Whip use in horse racing is a very controversial issue; their use has increasingly become an animal welfare concern. Whip use, which is widely believed to cause a horse to run faster, is a form of positive punishment which may result in a fear response. Positive punishment is one of four principles that make up equine learning theory, and means adding (“positive”) an unpleasant stimulant (“punishment”) to dissuade the horse from exhibiting an undesirable behaviour (such as losing speed or running slowly). Other research has shown that animals trained using punishment actually learn and respond slower than animals trained with reinforcement (pleasant stimuli).
Quarter horses are bred to run at top speeds over a quarter of a mile. Whips have always been employed, but these days the public’s concern lies mainly in the excessive use of the whip. When used with enough repetitions and with enough force, whips can leave welts on a horse’s body. Using whips as a method of urging horses to run faster may have negative psychological effects. Regulations in all horse racing organizations dictate how often and where on the horse’s body the whip can be used in a race. Some countries have even completely banned the use of whips, with no apparent detriment to the country’s racing industry.

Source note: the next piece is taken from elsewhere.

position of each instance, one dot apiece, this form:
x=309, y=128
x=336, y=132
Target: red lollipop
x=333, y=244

Undergraduate research completed with Dr. Katrina Merkies at the University of Guelph’s Kemptville Campus focused on the relationship between whip use on horses and each horse’s placing at the end of the race. The results showed that the slower running horses were whipped more than the faster horses, and ultimately there was no correlation between frequency of whip use on the horse and its speed and placing in the race. The research also looked at the frequency of whip use by experienced jockeys versus inexperienced jockeys; the results showed that the experienced jockeys, who on average did not place higher than inexperienced jockeys, used their whips more frequently.
The implications of this research for equine welfare are significant. It could lead to more accountability and transparency from the tracks and horses’ owners, trainers and jockeys. “There should be more focus on properly using learning theory in the training of racehorses,” says Merkies . “The application of learning theory would aid in developing a more strategic and technical approach to training, rather than relying on punishment to urge horses to run faster.”